Hawk was pressing something to her lips.

Jack cracked her eyes open to find him kneeling beside her, holding a small cup to her mouth. It was morning; sun slanted in brilliant yellow beams across the floor and walls behind him.

“Drink,” he said, his gravel voice gentle. “It will make you feel better. It has something special for the pain, and strong healing agents.”

Too weak to argue, she opened her lips and swallowed the thick liquid, wrinkling her nose at the pungent stench of burnt sludge. She gagged at the taste. It was a horrid combination of scorched earth and moldy barnyard, tannic and bitter.
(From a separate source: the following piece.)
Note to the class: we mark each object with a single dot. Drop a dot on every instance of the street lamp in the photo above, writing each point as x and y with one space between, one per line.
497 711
She coughed, eyes watering.

“That tastes like ass!” she protested, her voice as weak as the rest of her.

“There she is.” He smiled a crooked smile. “Little Mary Sunshine with a mouth like the devil’s toilet.”

“Please, that was tame.” Jack spat a wet piece of plant material—bark?—from between her lips. “I never even let you hear the best ones out of respect for your delicate nerves.”

Hawk placed the cup on a small table beside the bed and folded his arms across his bent knees. Gazing down at her, his eyes were both relieved and terribly sad. He looked as if he’d just awoken on the wrong side of a three-week bender.

“I’m all ears.” His crooked smile widened, flashing a dimple in his cheek.

Jack wondered if there was a word stronger than excruciating that might describe the throbbing, clawing misery in her back, burning fire up and down her nerve endings. Agonizing? Searing? Torturesome?

“Fucktard,” she said, through gritted teeth.

Hawk raised a brow. “That wouldn’t be aimed at me, would it?”

“Assmuncher.”

He wrinkled his nose in exact mimicry of her reaction to the potion he’d just given her. “Hmm. Now there’s a lovely visual.”

“Cockopolis.”

“I think I went there on vacation one year,” he mused. “It reminded me a lot of Vegas.”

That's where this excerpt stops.